Unincorporated community in California, United States

Gilman Hot Springs is an unincorporated community in Riverside County, California. It lies along California State Route 79, adjacent to the San Jacinto campus of Mt. San Jacinto College.

==Geography==
Potrero Creek exits Massacre Canyon and joins the San Jacinto River at Gilman Hot Springs, just above California State Route 79, with Potero Creek delivering a large amount of sediment that creates an alluvial fan as well as periodically contributing to the flooding of the roadway.

==History==

Pre-settlement, it was the site of a village called Ivah that was occupied by what are now called the Soboba Band of Luiseño Indians.
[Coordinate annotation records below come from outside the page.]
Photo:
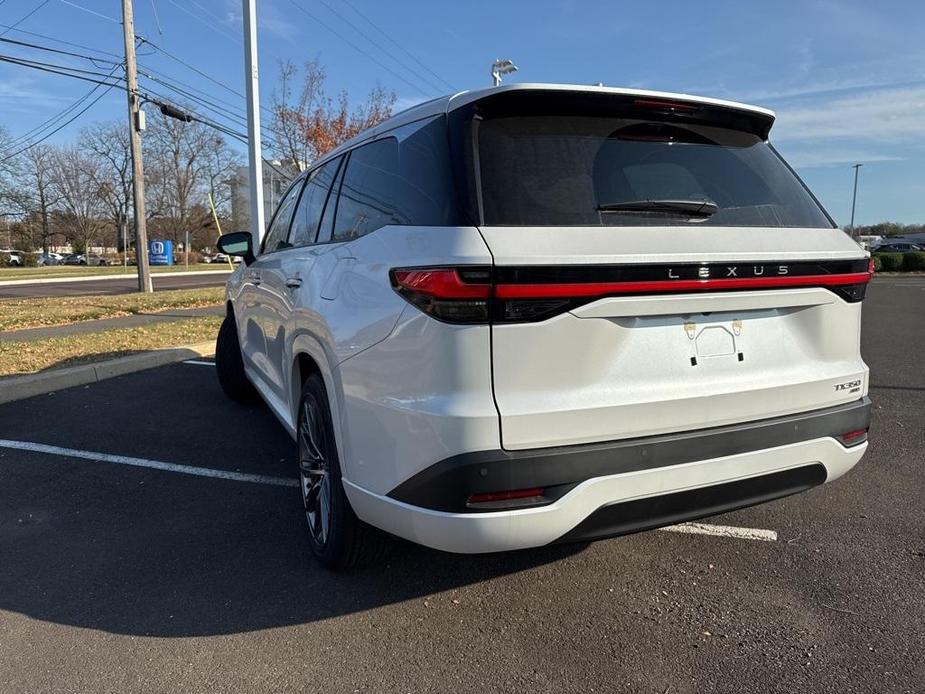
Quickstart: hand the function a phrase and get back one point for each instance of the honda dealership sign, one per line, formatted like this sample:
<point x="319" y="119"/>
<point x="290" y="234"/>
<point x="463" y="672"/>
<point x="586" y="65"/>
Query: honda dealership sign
<point x="160" y="252"/>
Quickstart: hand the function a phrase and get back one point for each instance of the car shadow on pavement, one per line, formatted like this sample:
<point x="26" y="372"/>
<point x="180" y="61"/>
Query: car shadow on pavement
<point x="139" y="551"/>
<point x="153" y="554"/>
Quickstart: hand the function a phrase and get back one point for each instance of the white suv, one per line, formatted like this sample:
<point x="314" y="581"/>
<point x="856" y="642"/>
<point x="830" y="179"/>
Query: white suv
<point x="539" y="313"/>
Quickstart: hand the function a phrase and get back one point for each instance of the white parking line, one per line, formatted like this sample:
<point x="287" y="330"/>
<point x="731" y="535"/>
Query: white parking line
<point x="691" y="528"/>
<point x="144" y="462"/>
<point x="723" y="531"/>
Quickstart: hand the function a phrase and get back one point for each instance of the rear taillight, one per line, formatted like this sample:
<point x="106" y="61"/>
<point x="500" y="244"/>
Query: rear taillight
<point x="516" y="294"/>
<point x="456" y="295"/>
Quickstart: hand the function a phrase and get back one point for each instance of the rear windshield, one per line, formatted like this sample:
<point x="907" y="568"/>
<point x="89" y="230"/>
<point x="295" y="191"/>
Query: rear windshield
<point x="556" y="170"/>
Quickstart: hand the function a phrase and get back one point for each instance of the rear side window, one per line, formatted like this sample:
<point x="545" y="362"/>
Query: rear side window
<point x="543" y="170"/>
<point x="405" y="181"/>
<point x="279" y="227"/>
<point x="307" y="216"/>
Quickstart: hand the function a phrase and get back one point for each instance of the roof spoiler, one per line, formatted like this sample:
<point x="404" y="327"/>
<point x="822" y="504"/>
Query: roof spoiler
<point x="627" y="104"/>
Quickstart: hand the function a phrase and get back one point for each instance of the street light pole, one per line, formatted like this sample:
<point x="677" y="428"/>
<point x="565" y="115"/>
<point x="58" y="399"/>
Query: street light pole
<point x="854" y="196"/>
<point x="254" y="149"/>
<point x="135" y="118"/>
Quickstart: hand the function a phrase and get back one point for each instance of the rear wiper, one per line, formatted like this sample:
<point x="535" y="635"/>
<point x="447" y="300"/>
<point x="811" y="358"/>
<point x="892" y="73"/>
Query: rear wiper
<point x="694" y="208"/>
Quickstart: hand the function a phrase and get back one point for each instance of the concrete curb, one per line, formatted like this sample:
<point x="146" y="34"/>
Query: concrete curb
<point x="100" y="278"/>
<point x="21" y="387"/>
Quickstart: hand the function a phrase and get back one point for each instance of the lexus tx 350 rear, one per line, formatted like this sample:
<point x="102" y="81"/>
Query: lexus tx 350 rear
<point x="599" y="311"/>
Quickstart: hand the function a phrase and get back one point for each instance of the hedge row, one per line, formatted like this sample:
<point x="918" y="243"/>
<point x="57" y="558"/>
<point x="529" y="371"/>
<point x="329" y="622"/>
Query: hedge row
<point x="899" y="262"/>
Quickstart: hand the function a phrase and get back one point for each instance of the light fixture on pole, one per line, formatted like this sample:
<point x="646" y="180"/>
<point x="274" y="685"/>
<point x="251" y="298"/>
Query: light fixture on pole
<point x="501" y="67"/>
<point x="854" y="196"/>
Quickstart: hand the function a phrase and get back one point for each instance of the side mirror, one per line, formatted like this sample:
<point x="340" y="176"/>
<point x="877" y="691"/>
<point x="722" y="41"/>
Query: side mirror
<point x="239" y="244"/>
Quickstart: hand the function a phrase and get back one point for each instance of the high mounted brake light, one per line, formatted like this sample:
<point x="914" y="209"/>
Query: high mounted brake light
<point x="664" y="105"/>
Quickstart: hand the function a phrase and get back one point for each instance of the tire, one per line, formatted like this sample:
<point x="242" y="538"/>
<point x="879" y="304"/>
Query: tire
<point x="338" y="539"/>
<point x="230" y="366"/>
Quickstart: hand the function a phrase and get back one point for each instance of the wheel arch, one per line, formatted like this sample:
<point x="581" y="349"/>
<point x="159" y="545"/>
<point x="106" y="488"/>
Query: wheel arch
<point x="309" y="357"/>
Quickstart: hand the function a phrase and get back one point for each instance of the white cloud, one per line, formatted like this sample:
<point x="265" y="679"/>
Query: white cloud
<point x="886" y="116"/>
<point x="804" y="159"/>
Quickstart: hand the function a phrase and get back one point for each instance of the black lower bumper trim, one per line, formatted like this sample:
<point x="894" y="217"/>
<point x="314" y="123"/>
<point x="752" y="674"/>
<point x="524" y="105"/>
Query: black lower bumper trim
<point x="668" y="509"/>
<point x="446" y="485"/>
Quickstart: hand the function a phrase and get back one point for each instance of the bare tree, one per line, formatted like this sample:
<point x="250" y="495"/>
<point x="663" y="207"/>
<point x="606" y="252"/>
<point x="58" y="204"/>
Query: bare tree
<point x="292" y="113"/>
<point x="82" y="206"/>
<point x="307" y="123"/>
<point x="184" y="162"/>
<point x="108" y="144"/>
<point x="31" y="191"/>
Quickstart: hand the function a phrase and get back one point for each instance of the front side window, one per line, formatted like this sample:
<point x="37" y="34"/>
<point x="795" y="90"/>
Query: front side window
<point x="405" y="180"/>
<point x="278" y="232"/>
<point x="307" y="216"/>
<point x="560" y="169"/>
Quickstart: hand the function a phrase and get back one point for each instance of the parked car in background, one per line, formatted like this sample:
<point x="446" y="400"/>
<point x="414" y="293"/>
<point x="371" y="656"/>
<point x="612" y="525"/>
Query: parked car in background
<point x="49" y="259"/>
<point x="81" y="259"/>
<point x="899" y="247"/>
<point x="14" y="257"/>
<point x="223" y="258"/>
<point x="549" y="313"/>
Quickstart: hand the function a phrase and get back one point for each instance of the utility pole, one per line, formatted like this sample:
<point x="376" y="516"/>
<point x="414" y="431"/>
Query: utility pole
<point x="254" y="148"/>
<point x="854" y="197"/>
<point x="135" y="126"/>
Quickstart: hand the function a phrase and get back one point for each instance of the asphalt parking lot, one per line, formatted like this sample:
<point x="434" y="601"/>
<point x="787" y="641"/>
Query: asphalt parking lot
<point x="128" y="575"/>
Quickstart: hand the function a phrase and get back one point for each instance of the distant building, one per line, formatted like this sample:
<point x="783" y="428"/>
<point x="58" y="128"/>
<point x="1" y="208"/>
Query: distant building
<point x="275" y="182"/>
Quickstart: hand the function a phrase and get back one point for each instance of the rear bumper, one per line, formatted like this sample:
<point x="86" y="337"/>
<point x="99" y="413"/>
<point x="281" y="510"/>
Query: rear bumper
<point x="447" y="485"/>
<point x="590" y="509"/>
<point x="622" y="487"/>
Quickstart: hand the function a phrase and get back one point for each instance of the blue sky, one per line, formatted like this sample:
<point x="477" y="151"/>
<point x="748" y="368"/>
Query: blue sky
<point x="847" y="79"/>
This village was depopulated by a smallpox epidemic "early in the 19th century".

Gilman Hot Springs was a hot springs resort from the late 1880s until 1978. The settlement's elevation of 1525 ft above sea level was beneficial for the boxers who trained at the Massacre Canyon Inn in the 1970s. Circa 1973, the Gilman family owned 500 acres occupied by "a major hotel and golf club, called Massacre Canyon Inn, and a 27-hole golf course...several motel and apartment complexes and a number of homes that are leased, a large bathhouse, the Gilman family home and a U.S. post office building."

The Church of Scientology's Gold Base complex is located in Gilman Hot Springs, California 92583.